Lundborg described a physiologic conduction block that is due to either intraneural ischemia or a metabolic (ionic) conduction block, with little or no fiber pathology.4 Intraneural ischemia impairs the ATP dependent Na+/K+ pump which stops any nerve impulse transmission. An example of this would be the reversible compression of the sciatic nerve that one may experience with prolonged sitting at a movie theater. Sensory and motor conduction across the compressed segment is blocked by this loss of circulation, but immediately recovers once the compression is released. With more prolonged ischemia intraneural edema develops hence recovery occurs over days or weeks. Axonal transport is also energy dependent hence extended ischemia may affect the nerve cell body function and viability.
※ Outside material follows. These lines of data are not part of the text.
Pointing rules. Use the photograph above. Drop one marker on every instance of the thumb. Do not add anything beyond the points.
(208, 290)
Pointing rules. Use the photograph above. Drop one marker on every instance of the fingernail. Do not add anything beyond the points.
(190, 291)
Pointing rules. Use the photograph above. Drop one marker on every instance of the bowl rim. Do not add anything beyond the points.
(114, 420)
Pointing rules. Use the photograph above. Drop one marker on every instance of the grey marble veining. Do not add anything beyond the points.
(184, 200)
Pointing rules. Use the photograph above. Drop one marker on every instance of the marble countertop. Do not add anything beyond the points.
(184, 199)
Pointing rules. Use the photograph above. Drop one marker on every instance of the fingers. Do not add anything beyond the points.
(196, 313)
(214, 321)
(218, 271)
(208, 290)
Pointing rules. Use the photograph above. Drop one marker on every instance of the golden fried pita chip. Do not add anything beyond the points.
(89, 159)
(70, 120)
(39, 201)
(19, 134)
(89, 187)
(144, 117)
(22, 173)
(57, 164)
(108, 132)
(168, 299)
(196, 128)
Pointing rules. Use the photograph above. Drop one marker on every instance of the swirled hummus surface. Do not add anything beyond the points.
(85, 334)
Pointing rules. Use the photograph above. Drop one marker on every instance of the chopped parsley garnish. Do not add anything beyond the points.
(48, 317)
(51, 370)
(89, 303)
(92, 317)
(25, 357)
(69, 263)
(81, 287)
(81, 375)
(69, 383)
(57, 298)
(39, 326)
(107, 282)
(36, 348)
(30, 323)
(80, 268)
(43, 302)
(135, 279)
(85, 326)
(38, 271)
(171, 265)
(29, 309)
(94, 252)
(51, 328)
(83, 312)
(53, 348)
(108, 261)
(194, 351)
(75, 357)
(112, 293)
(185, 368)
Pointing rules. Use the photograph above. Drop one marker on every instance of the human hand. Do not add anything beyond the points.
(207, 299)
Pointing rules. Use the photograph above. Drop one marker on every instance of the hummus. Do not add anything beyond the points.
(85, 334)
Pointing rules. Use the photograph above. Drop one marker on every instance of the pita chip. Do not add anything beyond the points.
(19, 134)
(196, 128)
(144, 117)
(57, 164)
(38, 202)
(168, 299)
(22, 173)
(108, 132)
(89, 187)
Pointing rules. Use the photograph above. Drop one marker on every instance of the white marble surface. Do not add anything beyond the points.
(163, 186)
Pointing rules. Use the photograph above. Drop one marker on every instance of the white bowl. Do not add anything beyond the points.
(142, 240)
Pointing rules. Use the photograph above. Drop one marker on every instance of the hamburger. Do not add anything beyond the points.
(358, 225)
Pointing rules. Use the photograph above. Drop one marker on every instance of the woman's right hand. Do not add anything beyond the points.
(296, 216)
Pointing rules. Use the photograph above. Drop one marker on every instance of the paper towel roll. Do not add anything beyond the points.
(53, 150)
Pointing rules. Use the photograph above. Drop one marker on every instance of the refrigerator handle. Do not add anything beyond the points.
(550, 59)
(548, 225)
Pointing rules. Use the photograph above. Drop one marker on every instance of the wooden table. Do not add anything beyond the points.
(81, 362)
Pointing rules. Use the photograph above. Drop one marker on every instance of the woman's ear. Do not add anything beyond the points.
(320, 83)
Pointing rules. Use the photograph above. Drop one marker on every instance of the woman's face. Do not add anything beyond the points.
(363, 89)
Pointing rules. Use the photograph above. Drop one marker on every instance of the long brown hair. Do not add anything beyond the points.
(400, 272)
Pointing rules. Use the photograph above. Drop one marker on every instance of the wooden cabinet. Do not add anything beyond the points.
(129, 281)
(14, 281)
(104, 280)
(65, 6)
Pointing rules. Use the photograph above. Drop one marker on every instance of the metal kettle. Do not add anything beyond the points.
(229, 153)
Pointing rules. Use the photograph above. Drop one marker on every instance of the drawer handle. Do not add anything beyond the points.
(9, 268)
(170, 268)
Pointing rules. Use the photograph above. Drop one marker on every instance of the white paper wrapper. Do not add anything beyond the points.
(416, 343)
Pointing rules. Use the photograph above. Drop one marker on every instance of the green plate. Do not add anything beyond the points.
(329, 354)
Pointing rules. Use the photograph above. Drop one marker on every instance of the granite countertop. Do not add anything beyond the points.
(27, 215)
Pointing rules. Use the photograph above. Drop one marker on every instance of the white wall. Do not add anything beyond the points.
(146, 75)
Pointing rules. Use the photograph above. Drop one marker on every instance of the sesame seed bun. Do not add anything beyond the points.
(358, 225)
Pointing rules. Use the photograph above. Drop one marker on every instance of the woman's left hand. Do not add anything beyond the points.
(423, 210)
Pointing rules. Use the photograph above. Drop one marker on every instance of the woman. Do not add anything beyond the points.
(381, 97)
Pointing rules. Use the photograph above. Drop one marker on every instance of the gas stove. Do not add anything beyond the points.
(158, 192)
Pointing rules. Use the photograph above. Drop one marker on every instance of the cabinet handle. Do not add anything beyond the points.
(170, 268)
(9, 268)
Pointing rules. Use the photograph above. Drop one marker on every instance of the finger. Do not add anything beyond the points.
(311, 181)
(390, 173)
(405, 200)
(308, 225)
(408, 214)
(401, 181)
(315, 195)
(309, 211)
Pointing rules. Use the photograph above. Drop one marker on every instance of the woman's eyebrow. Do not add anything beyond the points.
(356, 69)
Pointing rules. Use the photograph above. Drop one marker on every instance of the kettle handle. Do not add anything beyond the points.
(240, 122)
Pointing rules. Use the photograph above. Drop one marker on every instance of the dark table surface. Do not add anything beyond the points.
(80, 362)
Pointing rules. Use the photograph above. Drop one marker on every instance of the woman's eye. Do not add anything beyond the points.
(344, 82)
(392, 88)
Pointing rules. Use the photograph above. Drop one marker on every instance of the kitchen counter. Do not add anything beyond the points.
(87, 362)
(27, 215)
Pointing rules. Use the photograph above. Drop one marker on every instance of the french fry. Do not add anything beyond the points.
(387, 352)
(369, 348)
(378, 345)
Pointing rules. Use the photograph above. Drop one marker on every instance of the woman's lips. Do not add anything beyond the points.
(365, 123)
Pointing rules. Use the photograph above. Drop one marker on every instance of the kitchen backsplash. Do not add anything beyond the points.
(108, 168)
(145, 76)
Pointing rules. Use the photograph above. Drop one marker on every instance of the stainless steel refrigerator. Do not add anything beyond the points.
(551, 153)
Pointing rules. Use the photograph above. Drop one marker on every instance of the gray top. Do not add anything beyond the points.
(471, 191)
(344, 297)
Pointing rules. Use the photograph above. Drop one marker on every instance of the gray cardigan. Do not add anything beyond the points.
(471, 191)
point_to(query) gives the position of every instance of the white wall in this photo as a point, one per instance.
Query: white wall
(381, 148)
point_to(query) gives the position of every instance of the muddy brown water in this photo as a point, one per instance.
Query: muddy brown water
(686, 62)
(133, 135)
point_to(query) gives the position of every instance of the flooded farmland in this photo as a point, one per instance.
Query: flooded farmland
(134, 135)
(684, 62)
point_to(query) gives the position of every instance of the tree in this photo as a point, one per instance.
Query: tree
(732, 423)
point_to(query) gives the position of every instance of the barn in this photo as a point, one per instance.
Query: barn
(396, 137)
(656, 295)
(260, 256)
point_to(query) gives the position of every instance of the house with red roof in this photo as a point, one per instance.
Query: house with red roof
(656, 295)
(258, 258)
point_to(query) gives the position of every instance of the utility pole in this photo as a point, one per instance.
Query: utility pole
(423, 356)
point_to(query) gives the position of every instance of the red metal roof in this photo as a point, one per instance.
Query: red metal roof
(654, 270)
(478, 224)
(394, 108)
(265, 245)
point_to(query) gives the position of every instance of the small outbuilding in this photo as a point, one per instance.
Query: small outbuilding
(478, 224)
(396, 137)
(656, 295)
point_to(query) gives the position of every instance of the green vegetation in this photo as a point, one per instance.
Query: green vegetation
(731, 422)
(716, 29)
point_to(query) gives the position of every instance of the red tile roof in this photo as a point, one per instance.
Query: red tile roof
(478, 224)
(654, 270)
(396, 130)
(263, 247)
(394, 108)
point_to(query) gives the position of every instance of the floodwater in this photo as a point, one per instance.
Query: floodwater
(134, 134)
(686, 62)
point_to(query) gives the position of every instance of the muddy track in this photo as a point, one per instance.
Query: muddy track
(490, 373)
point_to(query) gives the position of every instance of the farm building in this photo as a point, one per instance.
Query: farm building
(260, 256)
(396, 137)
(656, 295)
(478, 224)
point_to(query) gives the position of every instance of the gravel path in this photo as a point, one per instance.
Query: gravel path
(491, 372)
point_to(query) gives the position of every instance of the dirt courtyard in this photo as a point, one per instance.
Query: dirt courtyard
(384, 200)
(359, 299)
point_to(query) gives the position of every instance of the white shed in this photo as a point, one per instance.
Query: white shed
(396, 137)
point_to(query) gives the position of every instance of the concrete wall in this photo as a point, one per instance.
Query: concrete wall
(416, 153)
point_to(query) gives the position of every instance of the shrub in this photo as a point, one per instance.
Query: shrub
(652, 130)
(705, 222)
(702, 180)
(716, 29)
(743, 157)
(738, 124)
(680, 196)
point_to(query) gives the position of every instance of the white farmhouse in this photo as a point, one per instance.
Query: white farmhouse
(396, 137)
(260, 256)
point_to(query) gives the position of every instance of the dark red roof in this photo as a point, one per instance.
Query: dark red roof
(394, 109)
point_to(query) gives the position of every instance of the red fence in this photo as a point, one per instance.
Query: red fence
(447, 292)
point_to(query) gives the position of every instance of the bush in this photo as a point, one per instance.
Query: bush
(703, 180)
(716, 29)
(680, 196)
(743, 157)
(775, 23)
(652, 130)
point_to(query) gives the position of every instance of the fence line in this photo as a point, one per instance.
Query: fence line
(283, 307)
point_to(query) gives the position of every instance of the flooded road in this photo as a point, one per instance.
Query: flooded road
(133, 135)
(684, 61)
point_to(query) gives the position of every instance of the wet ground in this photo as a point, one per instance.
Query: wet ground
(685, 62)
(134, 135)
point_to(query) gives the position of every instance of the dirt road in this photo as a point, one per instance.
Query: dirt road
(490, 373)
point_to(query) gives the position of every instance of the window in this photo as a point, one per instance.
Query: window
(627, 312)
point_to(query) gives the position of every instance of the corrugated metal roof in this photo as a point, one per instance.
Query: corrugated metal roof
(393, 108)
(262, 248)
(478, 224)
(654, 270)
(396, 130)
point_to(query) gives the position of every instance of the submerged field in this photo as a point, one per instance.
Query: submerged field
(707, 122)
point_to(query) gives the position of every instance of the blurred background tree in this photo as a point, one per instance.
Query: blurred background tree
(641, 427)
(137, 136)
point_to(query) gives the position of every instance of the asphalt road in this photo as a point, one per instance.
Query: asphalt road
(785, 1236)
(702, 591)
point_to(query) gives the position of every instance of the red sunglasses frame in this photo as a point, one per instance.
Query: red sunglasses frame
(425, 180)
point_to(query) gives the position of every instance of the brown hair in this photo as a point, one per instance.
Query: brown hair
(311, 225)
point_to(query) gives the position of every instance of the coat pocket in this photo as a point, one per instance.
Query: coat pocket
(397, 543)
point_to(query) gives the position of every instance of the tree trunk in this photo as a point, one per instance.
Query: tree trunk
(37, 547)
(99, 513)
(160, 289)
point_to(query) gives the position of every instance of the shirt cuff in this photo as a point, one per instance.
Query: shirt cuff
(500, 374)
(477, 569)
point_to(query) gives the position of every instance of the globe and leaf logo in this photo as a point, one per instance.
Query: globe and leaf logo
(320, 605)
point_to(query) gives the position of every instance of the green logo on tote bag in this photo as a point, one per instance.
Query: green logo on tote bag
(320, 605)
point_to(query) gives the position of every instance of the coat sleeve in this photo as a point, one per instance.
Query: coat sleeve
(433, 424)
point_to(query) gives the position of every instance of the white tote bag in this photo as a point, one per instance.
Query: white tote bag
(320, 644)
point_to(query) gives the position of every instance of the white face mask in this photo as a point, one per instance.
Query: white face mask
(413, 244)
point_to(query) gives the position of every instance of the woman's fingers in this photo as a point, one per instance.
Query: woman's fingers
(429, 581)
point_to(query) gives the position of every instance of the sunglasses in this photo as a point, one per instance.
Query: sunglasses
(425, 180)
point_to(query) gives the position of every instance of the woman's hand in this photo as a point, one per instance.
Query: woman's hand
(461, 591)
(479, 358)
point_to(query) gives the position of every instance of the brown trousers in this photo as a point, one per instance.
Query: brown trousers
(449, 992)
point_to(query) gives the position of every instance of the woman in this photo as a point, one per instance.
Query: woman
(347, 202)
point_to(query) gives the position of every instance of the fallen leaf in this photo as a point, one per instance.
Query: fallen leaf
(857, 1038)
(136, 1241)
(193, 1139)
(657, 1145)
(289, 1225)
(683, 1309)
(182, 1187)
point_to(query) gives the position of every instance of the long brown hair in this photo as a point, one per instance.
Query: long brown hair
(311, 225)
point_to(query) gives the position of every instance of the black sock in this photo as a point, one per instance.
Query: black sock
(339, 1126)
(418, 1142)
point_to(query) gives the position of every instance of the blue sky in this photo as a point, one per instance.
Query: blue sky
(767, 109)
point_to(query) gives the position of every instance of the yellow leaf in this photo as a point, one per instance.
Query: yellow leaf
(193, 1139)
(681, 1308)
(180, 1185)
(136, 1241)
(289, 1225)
Irreversible nerve fiber damage does occur if the ischemia lasts more than 6-8 hours.3

Neurapraxia

The nerve connective tissue remains intact, but there is focal demyelination, which allows current leakage. The time for the action potential to reach threshold at successive nodes is consequently prolonged. Partial lesions demonstrate slowing due to the loss of faster conducting fibers or demyelination of surviving fibers. The more protracted the compression, the slower the nerve conduction velocity ( NCV) due to repeated episodes of demyelination and subsequent remyelination. More extensive demyelination results in complete conduction block. The most apparent finding on the EMG is reduced recruitment, due to a reduced number of motor unit potentials firing more rapidly than normal.12 The clinical correlate is that of muscle weakness without denervation, but fibrillation potentials may occasionally be seen.